Both nations have stated that they intend to boost trade and investment in low-carbon services and cleantech under the deal, including electric vehicle and wind turbine parts. Also reiterated are commitments made at COP26 to phase out ‘inefficient subsidies’ for all fossil fuels.

From New Zealand’s standpoint specifically, the agreement also includes a commitment to creating a platform for cooperation on issues important to the Māori. The importance of indigenous peoples in environmental conservation was also a key discussion point at COP26, particularly in the new Glasgow Leaders’ Declaration on Forests and Land Use.

Environmental and economic concerns

However, not all green groups and trade bodies are satisfied with the FTA’s environmental provisions.
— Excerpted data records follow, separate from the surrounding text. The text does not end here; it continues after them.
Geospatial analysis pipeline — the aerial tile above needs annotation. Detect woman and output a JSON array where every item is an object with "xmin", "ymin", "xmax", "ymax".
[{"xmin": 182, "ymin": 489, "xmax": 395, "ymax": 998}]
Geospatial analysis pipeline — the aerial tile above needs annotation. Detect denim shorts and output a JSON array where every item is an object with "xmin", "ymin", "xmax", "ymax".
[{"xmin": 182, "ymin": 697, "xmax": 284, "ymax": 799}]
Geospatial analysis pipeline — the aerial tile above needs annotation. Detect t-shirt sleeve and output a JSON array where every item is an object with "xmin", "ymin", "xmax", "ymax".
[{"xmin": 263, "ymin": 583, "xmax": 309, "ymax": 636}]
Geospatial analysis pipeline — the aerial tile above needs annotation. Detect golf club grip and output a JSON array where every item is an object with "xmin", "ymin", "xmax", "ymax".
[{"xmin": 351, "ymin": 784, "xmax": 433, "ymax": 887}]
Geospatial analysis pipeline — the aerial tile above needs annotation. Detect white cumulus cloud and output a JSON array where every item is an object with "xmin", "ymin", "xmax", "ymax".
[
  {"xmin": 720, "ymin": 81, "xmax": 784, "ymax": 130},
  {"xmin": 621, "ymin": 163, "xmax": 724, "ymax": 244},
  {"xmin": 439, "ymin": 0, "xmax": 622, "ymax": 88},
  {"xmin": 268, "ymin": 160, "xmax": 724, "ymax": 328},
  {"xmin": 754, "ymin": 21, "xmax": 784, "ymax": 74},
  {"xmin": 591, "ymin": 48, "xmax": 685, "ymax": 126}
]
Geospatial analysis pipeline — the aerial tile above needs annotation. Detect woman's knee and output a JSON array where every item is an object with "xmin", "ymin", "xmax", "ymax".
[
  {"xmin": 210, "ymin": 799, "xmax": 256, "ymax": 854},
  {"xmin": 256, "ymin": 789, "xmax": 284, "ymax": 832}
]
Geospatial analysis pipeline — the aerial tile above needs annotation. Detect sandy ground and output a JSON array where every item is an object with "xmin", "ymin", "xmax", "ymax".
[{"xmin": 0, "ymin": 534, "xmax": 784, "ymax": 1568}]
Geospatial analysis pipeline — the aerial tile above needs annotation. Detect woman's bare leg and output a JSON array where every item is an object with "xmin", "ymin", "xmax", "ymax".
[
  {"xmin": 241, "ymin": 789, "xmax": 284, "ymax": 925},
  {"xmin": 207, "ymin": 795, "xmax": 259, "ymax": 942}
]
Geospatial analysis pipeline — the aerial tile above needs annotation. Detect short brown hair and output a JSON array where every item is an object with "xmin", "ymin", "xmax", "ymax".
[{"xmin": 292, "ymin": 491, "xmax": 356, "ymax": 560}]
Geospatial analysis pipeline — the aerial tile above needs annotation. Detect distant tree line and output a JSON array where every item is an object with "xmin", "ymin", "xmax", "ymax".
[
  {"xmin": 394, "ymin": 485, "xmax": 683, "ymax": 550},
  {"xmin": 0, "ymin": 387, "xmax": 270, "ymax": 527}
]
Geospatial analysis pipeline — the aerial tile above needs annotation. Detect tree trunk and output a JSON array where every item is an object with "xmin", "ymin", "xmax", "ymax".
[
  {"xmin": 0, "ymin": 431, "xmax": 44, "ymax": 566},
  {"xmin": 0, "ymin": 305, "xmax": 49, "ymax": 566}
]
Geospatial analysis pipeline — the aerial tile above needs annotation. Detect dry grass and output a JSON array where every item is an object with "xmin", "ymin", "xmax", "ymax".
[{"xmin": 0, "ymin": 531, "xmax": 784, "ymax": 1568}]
WWF’s executive director of advocacy and campaigns Katie White said: “Despite efforts to consider environmental impact, the UK New Zealand trade deal agreed today follows the same blueprint as the UK-Australia deal in lowering tariffs to zero in key agricultural sectors.

“This opens the door to food produced in ways that harm nature and fuel the climate crisis, undermining the UK’s own transition to more sustainable farming.”

Similarly, the National Farmers Union’s (NFU) president Minette Batters expressed disappointment. She said: “Once again, there appears to be extremely little in this New Zealand trade deal to benefit British farmers. UK farm businesses face significantly higher costs of production than farmers in New Zealand, and margins are likely to tighten further in the face of rising input costs, higher energy bills and labour shortages.

“The Government is now asking British farmers to go toe-to-toe with some of the most export-oriented farmers in the world, without the serious, long-term and properly funded investment in UK agriculture that can enable us to do so; the sort of strategic investment in farming and exports that the New Zealand government has made in recent decades.”

WWF has long been calling – as many other trade bodies, green groups and even MPs have – for the UK Government to adopt a set of core standards on the environment to be used in all FTAs. It argues that this is particularly important given that much of the UK’s overall environmental footprint is generated overseas. Moreover, the UK has committed to net-zero by 2050, with interim carbon budgets, and has also supported the UN’s commitment for nations to safeguard at least 30% of habitats by size by 2030.

Writing to MPs on the Environmental Audit Committee last month, the Department for International Trade promised that environmental sustainability will become a “key” factor in the development of future FTAs. edie has reached out to the Department to ask whether the measures detailed in that response will have applied to the UK-New Zealand deal.

A department spokesperson said: 

Our deal with New Zealand is one of our greenest yet, containing a substantive environment chapter and confirming commitments to the Paris agreement and net-zero that have been welcomed by the Chair of the Environment Audit Committee.

“Our independently scrutinised impact assessment estimates that overall greenhouse gas emissions associated with UK-based production will be largely unchanged from the agreement.”